Loan Lingo – Understanding the Fine Print
Financing has made it possible for average, everyday people to fund many projects and achieve unattainable dreams. Whether financing a home, car, or other vehicle or opening a business, financing has made it possible to accomplish anything if you have the credit history, income, and assets. Moreover, credit can be obtained through any number of sources.
Not only can you receive credit from traditional financial institutions, but credit can also be obtained through online banks and credit unions. Consumers can borrow money to consolidate debt, they can obtain travel loans, they can apply for very low interest personal loans, and they can even borrow money in advance of their regular salary. However, while credit has become a lot easier to obtain, the fine print is still the fine print, and understanding it can help you avoid some of the financial missteps that lead to disaster.
Let’s take a look at some things you need to be aware of when you’re applying for a loan to ensure you understand the fine print fully.
One of the major things that can impact the amount of money you pay over the term of the loan is related to fees. The first very common fee you might find is the loan origination fee, which is related to the administrative costs to open the account. Another very common fee that is assessed is an application fee, which is like the origination fee in that is related to costs to take the application. Other fees you might assess if you open up a credit card is the annual fee, which is charged to the card for maintenance on the account.
Another fee that is assessed, especially with credit cards, is the transaction fee. These fees can apply to just about any transaction you can make while using the card. Common fees that are assessed include using the card at ATMs other than the bank that issued the card. Cash advance fees for withdrawing cash can also add up as well. When using a line of credit, make sure you understand these types of fees because every time you use the card to get cash, you will find yourself paying both ATM and cash advance fees.
The types of penalties you might encounter when opening a line of credit, whether it is a loan or a credit card, are related to paying the loan off early or making late payments. While it seems contradictory for lenders to charge a fee for paying off a debt early, the whole point of them lending the money is so they can make money off the interest you pay. If you pay off the loan early, the lender does not earn any money on interest that you paid, so you pay a fee for that lost earnings.
Late payment fees are probably some of worst in relationship to borrowing because one could easily find themselves in a situation where an account snowballs out of control.
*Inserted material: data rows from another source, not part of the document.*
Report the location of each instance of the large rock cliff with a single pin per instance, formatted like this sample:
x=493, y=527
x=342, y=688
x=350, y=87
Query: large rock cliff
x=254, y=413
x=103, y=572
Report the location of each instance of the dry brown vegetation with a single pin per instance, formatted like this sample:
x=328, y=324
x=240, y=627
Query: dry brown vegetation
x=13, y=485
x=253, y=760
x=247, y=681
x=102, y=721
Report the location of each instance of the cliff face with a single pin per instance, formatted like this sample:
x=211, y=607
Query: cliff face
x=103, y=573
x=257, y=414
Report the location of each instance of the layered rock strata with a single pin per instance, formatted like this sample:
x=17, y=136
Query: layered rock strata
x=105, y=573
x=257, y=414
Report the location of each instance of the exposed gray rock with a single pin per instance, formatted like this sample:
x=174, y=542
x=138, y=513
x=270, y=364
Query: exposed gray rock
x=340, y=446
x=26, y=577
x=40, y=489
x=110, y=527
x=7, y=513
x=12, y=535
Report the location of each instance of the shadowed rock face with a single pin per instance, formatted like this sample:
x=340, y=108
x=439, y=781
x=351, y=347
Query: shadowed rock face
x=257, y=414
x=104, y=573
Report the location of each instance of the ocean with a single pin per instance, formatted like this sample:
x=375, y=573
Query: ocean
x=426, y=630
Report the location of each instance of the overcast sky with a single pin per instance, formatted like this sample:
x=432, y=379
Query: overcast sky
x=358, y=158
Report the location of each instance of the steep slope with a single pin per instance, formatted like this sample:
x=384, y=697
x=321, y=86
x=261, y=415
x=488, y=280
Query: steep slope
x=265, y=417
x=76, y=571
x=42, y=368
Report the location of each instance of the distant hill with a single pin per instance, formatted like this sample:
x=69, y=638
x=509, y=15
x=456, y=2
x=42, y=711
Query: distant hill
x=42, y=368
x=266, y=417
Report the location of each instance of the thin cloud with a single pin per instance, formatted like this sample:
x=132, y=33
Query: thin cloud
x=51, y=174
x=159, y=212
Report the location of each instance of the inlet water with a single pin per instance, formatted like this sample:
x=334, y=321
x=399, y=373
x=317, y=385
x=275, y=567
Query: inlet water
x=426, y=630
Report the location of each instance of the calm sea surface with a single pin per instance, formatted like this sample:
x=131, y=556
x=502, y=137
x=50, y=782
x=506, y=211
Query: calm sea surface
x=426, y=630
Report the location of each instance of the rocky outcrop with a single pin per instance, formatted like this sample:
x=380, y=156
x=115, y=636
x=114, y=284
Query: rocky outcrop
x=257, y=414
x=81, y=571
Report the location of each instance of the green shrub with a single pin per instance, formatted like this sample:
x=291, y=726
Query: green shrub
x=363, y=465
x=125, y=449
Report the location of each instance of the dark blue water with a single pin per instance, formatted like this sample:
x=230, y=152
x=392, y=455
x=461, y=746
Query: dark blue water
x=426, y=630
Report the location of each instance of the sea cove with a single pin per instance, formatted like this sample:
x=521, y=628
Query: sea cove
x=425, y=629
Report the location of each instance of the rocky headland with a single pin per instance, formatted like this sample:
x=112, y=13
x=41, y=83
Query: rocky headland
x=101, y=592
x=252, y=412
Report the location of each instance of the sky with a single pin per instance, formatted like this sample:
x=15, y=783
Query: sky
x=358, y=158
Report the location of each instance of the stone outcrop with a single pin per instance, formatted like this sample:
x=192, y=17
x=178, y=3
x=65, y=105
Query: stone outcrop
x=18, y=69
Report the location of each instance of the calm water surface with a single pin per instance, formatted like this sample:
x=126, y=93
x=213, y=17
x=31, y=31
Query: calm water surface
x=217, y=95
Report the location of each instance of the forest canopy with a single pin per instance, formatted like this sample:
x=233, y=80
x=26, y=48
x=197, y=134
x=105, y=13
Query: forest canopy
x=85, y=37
With credit cards, especially, lenders retain the right to increase the interest rate after a certain number of late payments, so you are not only paying a fee for late payments, but you are also being charged excessive interest. When taking out any loan, pay attention to the fees and penalties because they add, in some cases, thousands of dollars to the principal.
Figuring Out The Details
Every loan begins with a principal amount and the interest rate that accompanies it. However, once you add in the fees and the various penalties, consumers find that they might potentially pay far more than the initial amount and interest. Your best bet against paying more than you have to for a loan is to read the fine print, and carefully.